Systematic unfairness embedded in algorithmic outputs due to biased data or design.
Algorithmic bias occurs when machine learning models or automated decision systems produce outputs that systematically disadvantage certain individuals or groups based on characteristics such as race, gender, age, or socioeconomic status. This bias can originate from multiple sources: training data that reflects historical inequalities, design choices that inadvertently encode human prejudices, or feedback loops that amplify small initial disparities over time. Because modern ML systems learn statistical patterns from data, they readily absorb and reproduce whatever biases exist in that data — sometimes in subtle, hard-to-detect ways.
Detecting algorithmic bias typically involves auditing model outputs across demographic subgroups and measuring disparities in error rates, approval rates, or other outcomes. Common fairness metrics include demographic parity (equal outcome rates across groups), equalized odds (equal true and false positive rates), and individual fairness (similar treatment for similar individuals). A persistent challenge is that these metrics are often mathematically incompatible with one another, meaning that optimizing for one definition of fairness can worsen another — a tension that has no purely technical resolution and requires normative judgment about what fairness means in a given context.
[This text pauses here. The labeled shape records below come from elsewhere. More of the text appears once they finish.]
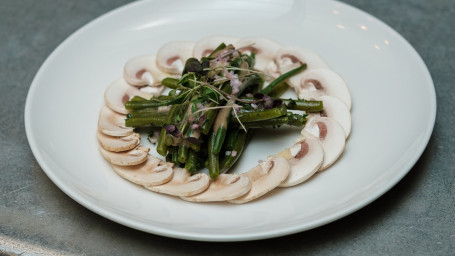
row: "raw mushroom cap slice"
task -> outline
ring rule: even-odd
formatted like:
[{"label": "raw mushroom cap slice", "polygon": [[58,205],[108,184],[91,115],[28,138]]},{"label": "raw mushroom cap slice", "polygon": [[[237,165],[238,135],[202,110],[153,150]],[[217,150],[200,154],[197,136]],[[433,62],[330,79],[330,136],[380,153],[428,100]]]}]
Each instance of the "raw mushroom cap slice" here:
[{"label": "raw mushroom cap slice", "polygon": [[330,69],[307,70],[300,75],[300,86],[294,87],[299,98],[333,96],[339,98],[351,109],[351,94],[346,82]]},{"label": "raw mushroom cap slice", "polygon": [[123,78],[134,86],[159,86],[166,77],[173,75],[161,71],[155,55],[140,55],[128,60],[123,68]]},{"label": "raw mushroom cap slice", "polygon": [[174,174],[172,164],[148,155],[146,161],[134,166],[112,165],[114,171],[126,180],[141,186],[157,186],[169,182]]},{"label": "raw mushroom cap slice", "polygon": [[242,53],[253,52],[256,57],[254,68],[265,72],[282,45],[263,37],[246,37],[237,41],[234,47]]},{"label": "raw mushroom cap slice", "polygon": [[251,189],[245,195],[229,203],[242,204],[265,195],[267,192],[278,187],[289,175],[289,163],[283,157],[272,157],[258,166],[241,175],[251,181]]},{"label": "raw mushroom cap slice", "polygon": [[[121,114],[128,114],[129,111],[125,108],[125,102],[129,101],[134,96],[140,96],[145,99],[150,99],[153,96],[158,96],[163,90],[163,86],[151,87],[147,86],[148,92],[142,91],[142,88],[129,85],[123,78],[120,78],[107,87],[104,92],[104,101],[106,105]],[[145,89],[144,88],[144,89]]]},{"label": "raw mushroom cap slice", "polygon": [[293,88],[297,88],[300,85],[300,77],[302,74],[306,73],[307,70],[314,68],[329,68],[324,60],[315,52],[296,46],[285,46],[279,49],[276,53],[275,62],[278,65],[278,70],[281,74],[306,63],[306,70],[288,79],[289,85]]},{"label": "raw mushroom cap slice", "polygon": [[163,45],[156,53],[158,68],[169,74],[182,74],[188,58],[193,56],[194,42],[174,41]]},{"label": "raw mushroom cap slice", "polygon": [[196,42],[193,48],[193,57],[200,60],[202,57],[207,57],[213,52],[221,43],[233,44],[239,39],[232,36],[215,35],[203,38]]},{"label": "raw mushroom cap slice", "polygon": [[133,134],[132,127],[125,126],[125,115],[112,111],[110,108],[103,106],[98,118],[98,130],[110,136],[128,136]]},{"label": "raw mushroom cap slice", "polygon": [[219,202],[232,200],[243,196],[251,189],[251,182],[247,176],[238,174],[220,174],[202,193],[194,196],[181,197],[191,202]]},{"label": "raw mushroom cap slice", "polygon": [[324,149],[324,161],[319,171],[331,166],[343,153],[346,135],[343,127],[333,118],[313,117],[308,120],[303,131],[318,137]]},{"label": "raw mushroom cap slice", "polygon": [[191,175],[184,168],[174,168],[172,179],[159,186],[144,186],[154,192],[173,196],[192,196],[206,190],[210,185],[210,178],[205,173]]},{"label": "raw mushroom cap slice", "polygon": [[125,152],[110,152],[100,147],[101,155],[111,164],[115,165],[138,165],[147,160],[149,148],[137,147]]},{"label": "raw mushroom cap slice", "polygon": [[280,184],[280,187],[291,187],[308,180],[315,174],[324,160],[324,150],[321,142],[315,136],[303,131],[296,143],[280,154],[288,159],[289,176]]},{"label": "raw mushroom cap slice", "polygon": [[321,97],[316,97],[316,98],[311,98],[314,100],[320,100],[323,102],[324,109],[322,112],[319,113],[311,113],[308,117],[311,118],[311,116],[314,115],[320,115],[323,117],[330,117],[338,121],[340,125],[344,129],[344,133],[346,134],[346,138],[349,137],[349,134],[351,133],[351,112],[349,111],[348,107],[344,102],[342,102],[340,99],[332,96],[321,96]]},{"label": "raw mushroom cap slice", "polygon": [[128,151],[135,148],[141,142],[141,136],[138,133],[124,137],[114,137],[97,131],[96,137],[100,146],[111,152]]}]

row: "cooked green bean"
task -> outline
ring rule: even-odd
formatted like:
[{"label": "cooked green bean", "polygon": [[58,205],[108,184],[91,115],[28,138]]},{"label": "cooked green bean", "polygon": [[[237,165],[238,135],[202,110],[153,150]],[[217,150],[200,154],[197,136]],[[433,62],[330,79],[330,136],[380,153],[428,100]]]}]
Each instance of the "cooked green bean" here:
[{"label": "cooked green bean", "polygon": [[[260,109],[256,111],[248,111],[248,112],[242,112],[238,113],[238,120],[242,123],[247,123],[247,122],[258,122],[262,120],[268,120],[280,116],[286,115],[286,107],[281,106],[280,108],[271,108],[271,109]],[[232,119],[237,119],[232,117]]]}]

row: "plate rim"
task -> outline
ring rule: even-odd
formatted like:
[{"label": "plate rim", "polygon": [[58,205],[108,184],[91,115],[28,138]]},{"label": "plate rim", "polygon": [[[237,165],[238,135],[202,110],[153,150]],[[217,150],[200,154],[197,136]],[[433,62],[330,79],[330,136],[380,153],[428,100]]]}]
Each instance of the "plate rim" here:
[{"label": "plate rim", "polygon": [[[379,197],[381,197],[383,194],[388,192],[392,187],[394,187],[400,180],[403,179],[405,175],[409,173],[409,171],[413,168],[413,166],[416,164],[416,162],[419,160],[419,158],[422,156],[424,150],[426,149],[429,140],[431,138],[431,135],[434,130],[435,126],[435,121],[436,121],[436,114],[437,114],[437,101],[436,101],[436,92],[435,92],[435,87],[434,83],[431,77],[431,74],[421,58],[421,56],[418,54],[418,52],[415,50],[415,48],[397,31],[395,31],[392,27],[390,27],[388,24],[383,22],[382,20],[376,18],[375,16],[355,7],[350,4],[344,3],[344,2],[339,2],[336,0],[326,0],[326,2],[331,2],[331,3],[336,3],[339,5],[342,5],[345,8],[350,8],[355,10],[358,13],[361,13],[362,15],[366,15],[368,17],[371,17],[374,19],[374,21],[381,26],[381,29],[387,30],[388,32],[392,33],[393,36],[400,40],[402,43],[404,43],[408,49],[410,50],[410,53],[416,57],[418,60],[418,65],[421,67],[421,70],[425,72],[423,74],[425,78],[427,79],[428,83],[428,88],[429,92],[431,95],[428,95],[429,99],[429,105],[432,107],[432,110],[429,111],[430,113],[430,121],[427,122],[427,127],[425,128],[425,133],[423,134],[423,139],[422,142],[416,146],[418,150],[415,151],[412,157],[412,161],[409,161],[405,164],[403,168],[401,168],[401,171],[393,176],[394,179],[391,180],[390,182],[387,183],[386,186],[381,187],[381,189],[374,190],[375,193],[373,195],[370,195],[367,199],[365,200],[360,200],[356,204],[351,205],[347,209],[344,209],[342,211],[336,211],[335,213],[327,215],[324,219],[318,219],[317,221],[313,221],[310,223],[306,223],[305,225],[300,225],[297,227],[293,228],[281,228],[278,230],[267,230],[267,231],[261,231],[257,232],[254,234],[246,234],[246,235],[238,235],[238,234],[230,234],[230,235],[213,235],[213,234],[198,234],[195,232],[188,232],[188,231],[181,231],[181,230],[169,230],[166,228],[161,228],[154,226],[153,228],[148,228],[143,227],[143,225],[140,225],[140,223],[137,223],[137,221],[134,220],[128,220],[125,219],[124,217],[114,214],[102,207],[97,207],[94,205],[92,202],[87,201],[85,199],[84,195],[80,195],[77,193],[77,191],[74,191],[70,189],[69,187],[65,186],[65,182],[60,180],[58,178],[58,175],[56,175],[51,168],[48,166],[46,161],[43,159],[42,155],[40,154],[39,146],[36,143],[34,134],[33,134],[33,129],[32,129],[32,121],[30,118],[30,111],[32,108],[33,104],[33,95],[35,93],[36,88],[38,87],[38,81],[40,80],[40,77],[43,76],[43,73],[45,73],[46,67],[50,65],[52,62],[52,59],[58,55],[58,53],[67,45],[69,42],[77,39],[79,34],[83,33],[85,30],[90,29],[92,26],[95,26],[99,22],[108,19],[109,17],[116,15],[117,13],[120,12],[128,12],[129,9],[135,8],[136,5],[142,5],[142,4],[147,4],[147,2],[155,2],[154,0],[150,1],[139,1],[139,2],[132,2],[128,3],[123,6],[119,6],[115,9],[112,9],[95,19],[89,21],[88,23],[82,25],[80,28],[78,28],[76,31],[71,33],[68,37],[66,37],[62,42],[58,44],[58,46],[52,51],[51,54],[45,59],[45,61],[41,64],[39,70],[37,71],[36,75],[34,76],[32,83],[30,85],[29,91],[27,93],[26,97],[26,103],[25,103],[25,109],[24,109],[24,124],[25,124],[25,132],[27,136],[27,140],[29,143],[29,146],[32,150],[32,153],[37,160],[38,164],[40,165],[41,169],[44,171],[44,173],[51,179],[51,181],[61,190],[63,191],[66,195],[68,195],[71,199],[79,203],[80,205],[84,206],[85,208],[89,209],[92,212],[95,212],[98,215],[101,215],[105,218],[108,218],[112,221],[115,221],[117,223],[120,223],[122,225],[128,226],[130,228],[134,228],[137,230],[145,231],[148,233],[153,233],[157,235],[162,235],[166,237],[173,237],[173,238],[180,238],[180,239],[188,239],[188,240],[198,240],[198,241],[249,241],[249,240],[258,240],[258,239],[267,239],[267,238],[272,238],[272,237],[279,237],[279,236],[284,236],[284,235],[289,235],[289,234],[294,234],[306,230],[310,230],[319,226],[326,225],[330,222],[334,222],[338,219],[341,219],[355,211],[358,211],[359,209],[369,205],[373,201],[377,200]],[[314,1],[316,2],[316,1]],[[139,225],[138,225],[139,224]]]}]

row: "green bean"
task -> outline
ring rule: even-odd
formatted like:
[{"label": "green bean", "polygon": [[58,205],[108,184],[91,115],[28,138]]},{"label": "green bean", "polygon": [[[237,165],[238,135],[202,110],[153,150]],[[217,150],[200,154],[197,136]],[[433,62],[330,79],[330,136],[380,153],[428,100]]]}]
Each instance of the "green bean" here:
[{"label": "green bean", "polygon": [[[238,120],[242,123],[247,122],[258,122],[262,120],[268,120],[276,117],[280,117],[286,115],[286,107],[283,105],[280,108],[271,108],[271,109],[264,109],[264,110],[256,110],[256,111],[248,111],[243,113],[238,113]],[[237,119],[237,118],[231,118]]]},{"label": "green bean", "polygon": [[228,129],[228,133],[226,135],[226,142],[224,143],[224,147],[226,148],[226,150],[232,150],[234,148],[238,135],[239,129]]},{"label": "green bean", "polygon": [[216,116],[215,123],[213,124],[213,133],[215,133],[215,142],[213,144],[213,153],[218,154],[221,151],[224,139],[226,137],[226,131],[229,124],[229,118],[231,116],[231,105],[229,102],[226,108],[220,110]]},{"label": "green bean", "polygon": [[189,171],[190,173],[195,173],[197,171],[198,165],[199,165],[199,157],[197,155],[197,152],[189,149],[188,150],[188,158],[185,163],[185,169]]},{"label": "green bean", "polygon": [[178,156],[178,148],[177,147],[171,147],[171,154],[172,154],[172,162],[176,165],[180,165],[179,162],[179,156]]},{"label": "green bean", "polygon": [[273,80],[267,87],[265,87],[264,89],[261,90],[261,93],[263,94],[269,94],[272,90],[274,90],[274,88],[276,86],[278,86],[281,82],[283,82],[284,80],[288,79],[289,77],[303,71],[304,69],[306,69],[306,64],[302,64],[301,66],[295,68],[295,69],[292,69],[291,71],[288,71],[284,74],[282,74],[281,76],[279,76],[278,78],[276,78],[275,80]]},{"label": "green bean", "polygon": [[[212,106],[214,104],[209,104],[209,106]],[[202,133],[207,135],[210,132],[210,129],[212,129],[213,123],[215,122],[216,115],[218,114],[218,109],[208,109],[205,111],[205,121],[204,124],[202,125]]]},{"label": "green bean", "polygon": [[215,143],[215,133],[209,135],[208,148],[208,157],[207,157],[207,168],[209,169],[209,174],[212,179],[215,179],[220,174],[220,162],[218,154],[213,153],[213,147]]}]

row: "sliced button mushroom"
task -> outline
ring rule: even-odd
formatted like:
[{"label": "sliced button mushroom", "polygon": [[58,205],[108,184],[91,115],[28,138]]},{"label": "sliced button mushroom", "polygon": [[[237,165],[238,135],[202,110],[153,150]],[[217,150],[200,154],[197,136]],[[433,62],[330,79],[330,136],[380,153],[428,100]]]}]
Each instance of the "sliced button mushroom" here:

Mitigation strategies operate at multiple stages of the ML pipeline. Pre-processing techniques rebalance or re-weight training data to reduce representational skew. In-processing methods incorporate fairness constraints directly into the model's objective function during training. Post-processing approaches adjust model outputs after the fact to equalize outcomes across groups. None of these methods eliminates bias entirely, and each involves trade-offs with predictive accuracy or other performance goals.
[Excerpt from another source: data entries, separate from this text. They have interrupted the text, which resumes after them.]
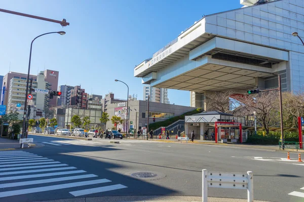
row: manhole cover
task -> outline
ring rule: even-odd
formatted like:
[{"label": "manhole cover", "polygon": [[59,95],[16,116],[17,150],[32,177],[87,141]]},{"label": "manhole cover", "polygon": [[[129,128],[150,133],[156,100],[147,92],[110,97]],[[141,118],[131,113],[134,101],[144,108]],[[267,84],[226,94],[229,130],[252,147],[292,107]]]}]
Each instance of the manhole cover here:
[{"label": "manhole cover", "polygon": [[133,171],[128,172],[124,174],[125,177],[134,179],[141,180],[154,180],[162,179],[166,177],[166,175],[158,172]]},{"label": "manhole cover", "polygon": [[139,178],[146,178],[148,177],[155,177],[157,176],[157,174],[148,172],[140,172],[131,174],[132,177],[138,177]]}]

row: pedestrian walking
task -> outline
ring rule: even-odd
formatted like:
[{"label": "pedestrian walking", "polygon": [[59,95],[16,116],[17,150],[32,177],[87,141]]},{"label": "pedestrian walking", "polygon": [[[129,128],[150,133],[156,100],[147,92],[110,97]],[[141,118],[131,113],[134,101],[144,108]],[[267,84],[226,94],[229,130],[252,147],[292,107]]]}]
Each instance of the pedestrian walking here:
[{"label": "pedestrian walking", "polygon": [[167,135],[167,137],[166,137],[166,139],[169,139],[170,137],[169,136],[169,130],[167,131],[167,132],[166,133],[166,135]]},{"label": "pedestrian walking", "polygon": [[153,130],[151,129],[149,133],[150,134],[150,139],[153,139],[153,135],[154,135]]},{"label": "pedestrian walking", "polygon": [[194,130],[193,130],[192,132],[191,132],[191,141],[192,142],[193,142],[193,140],[194,140],[195,136],[195,135],[194,134]]},{"label": "pedestrian walking", "polygon": [[205,131],[205,140],[208,140],[208,130],[206,130]]}]

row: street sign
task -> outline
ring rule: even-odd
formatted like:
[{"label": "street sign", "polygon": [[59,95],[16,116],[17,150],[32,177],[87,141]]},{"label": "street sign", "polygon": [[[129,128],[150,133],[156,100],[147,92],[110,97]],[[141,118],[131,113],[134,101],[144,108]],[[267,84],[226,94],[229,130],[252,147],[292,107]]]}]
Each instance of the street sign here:
[{"label": "street sign", "polygon": [[32,99],[28,99],[27,102],[26,103],[27,105],[31,106],[33,105],[33,100]]},{"label": "street sign", "polygon": [[6,105],[0,105],[0,115],[4,115],[6,113]]},{"label": "street sign", "polygon": [[33,95],[31,94],[27,95],[27,99],[32,99],[33,98]]},{"label": "street sign", "polygon": [[40,93],[49,94],[49,90],[46,90],[43,89],[35,88],[35,92],[39,92]]}]

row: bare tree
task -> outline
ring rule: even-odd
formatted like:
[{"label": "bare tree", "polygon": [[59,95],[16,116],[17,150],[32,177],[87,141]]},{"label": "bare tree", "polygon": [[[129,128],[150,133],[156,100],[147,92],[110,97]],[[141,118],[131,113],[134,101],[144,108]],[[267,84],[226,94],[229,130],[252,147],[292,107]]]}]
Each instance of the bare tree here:
[{"label": "bare tree", "polygon": [[304,94],[283,94],[283,119],[285,127],[298,127],[297,117],[304,115]]},{"label": "bare tree", "polygon": [[267,134],[269,133],[271,123],[274,125],[278,123],[276,119],[279,107],[278,94],[277,91],[265,91],[242,98],[242,103],[247,112],[251,113],[256,112],[256,119],[262,124]]},{"label": "bare tree", "polygon": [[226,113],[231,112],[231,108],[237,108],[237,100],[230,99],[231,95],[233,94],[235,94],[231,90],[207,93],[206,98],[208,110]]}]

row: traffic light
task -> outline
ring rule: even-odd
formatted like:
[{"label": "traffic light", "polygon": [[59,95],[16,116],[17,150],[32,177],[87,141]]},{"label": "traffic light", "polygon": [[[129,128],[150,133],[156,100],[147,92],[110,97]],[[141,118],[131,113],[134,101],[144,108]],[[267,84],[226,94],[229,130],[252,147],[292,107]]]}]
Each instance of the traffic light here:
[{"label": "traffic light", "polygon": [[60,96],[61,95],[61,92],[55,91],[52,90],[50,93],[50,99],[53,99],[54,95],[55,96]]},{"label": "traffic light", "polygon": [[259,90],[258,89],[256,89],[254,90],[250,90],[247,91],[247,92],[249,94],[258,93],[259,92]]}]

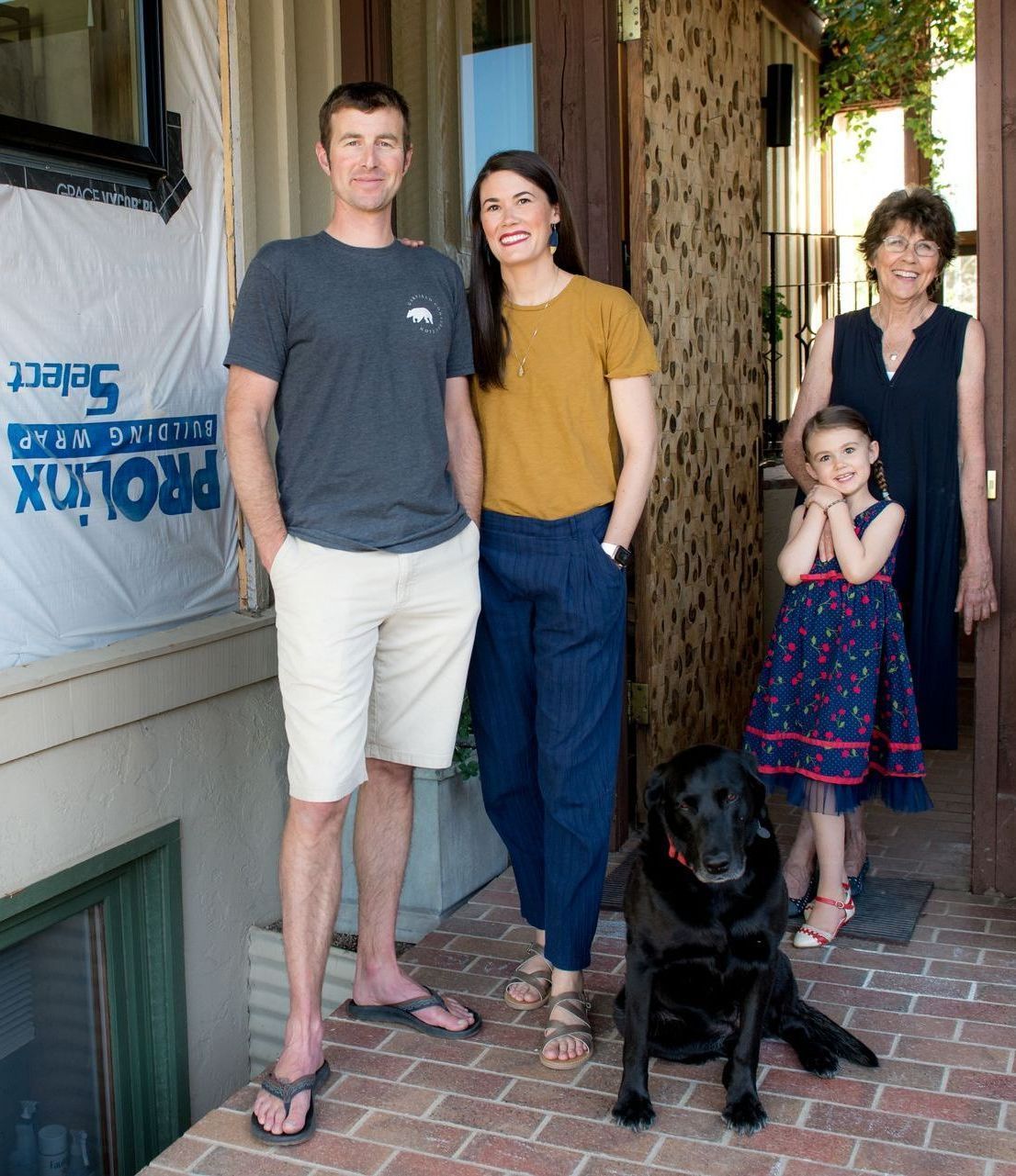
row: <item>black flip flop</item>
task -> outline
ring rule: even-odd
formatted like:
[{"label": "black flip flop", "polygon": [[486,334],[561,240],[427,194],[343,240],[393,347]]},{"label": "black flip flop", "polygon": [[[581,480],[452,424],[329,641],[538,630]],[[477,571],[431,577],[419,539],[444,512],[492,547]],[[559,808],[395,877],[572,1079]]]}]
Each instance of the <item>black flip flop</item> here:
[{"label": "black flip flop", "polygon": [[[424,988],[427,988],[424,984]],[[426,1034],[429,1037],[472,1037],[479,1033],[483,1021],[479,1013],[472,1009],[473,1023],[465,1029],[443,1029],[440,1025],[429,1025],[426,1021],[414,1017],[414,1013],[420,1009],[431,1009],[440,1005],[447,1009],[444,997],[432,988],[427,988],[430,996],[417,996],[412,1001],[401,1001],[399,1004],[357,1004],[350,998],[348,1014],[353,1021],[372,1021],[376,1024],[396,1025],[399,1029],[412,1029],[416,1033]]]},{"label": "black flip flop", "polygon": [[251,1135],[259,1143],[267,1143],[275,1148],[288,1148],[294,1143],[306,1143],[314,1134],[314,1095],[331,1076],[332,1068],[328,1065],[327,1060],[321,1062],[313,1074],[305,1074],[301,1078],[294,1078],[292,1082],[283,1082],[281,1078],[275,1077],[274,1073],[266,1075],[261,1078],[261,1089],[267,1090],[272,1097],[281,1101],[286,1108],[287,1116],[292,1101],[298,1094],[303,1094],[304,1090],[311,1091],[311,1105],[307,1107],[307,1117],[304,1120],[304,1125],[299,1131],[281,1131],[279,1135],[275,1135],[273,1131],[266,1131],[258,1122],[257,1115],[251,1111]]}]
The stakes are highest in domains where algorithmic decisions carry serious real-world consequences — criminal risk scoring, loan approvals, medical diagnosis, and hiring. In these settings, biased models can entrench and amplify existing social inequalities at scale, affecting millions of people with limited opportunity for recourse. This has driven growing regulatory attention, with frameworks such as the EU AI Act requiring bias assessments for high-risk systems, and has made algorithmic fairness a central concern in responsible AI development.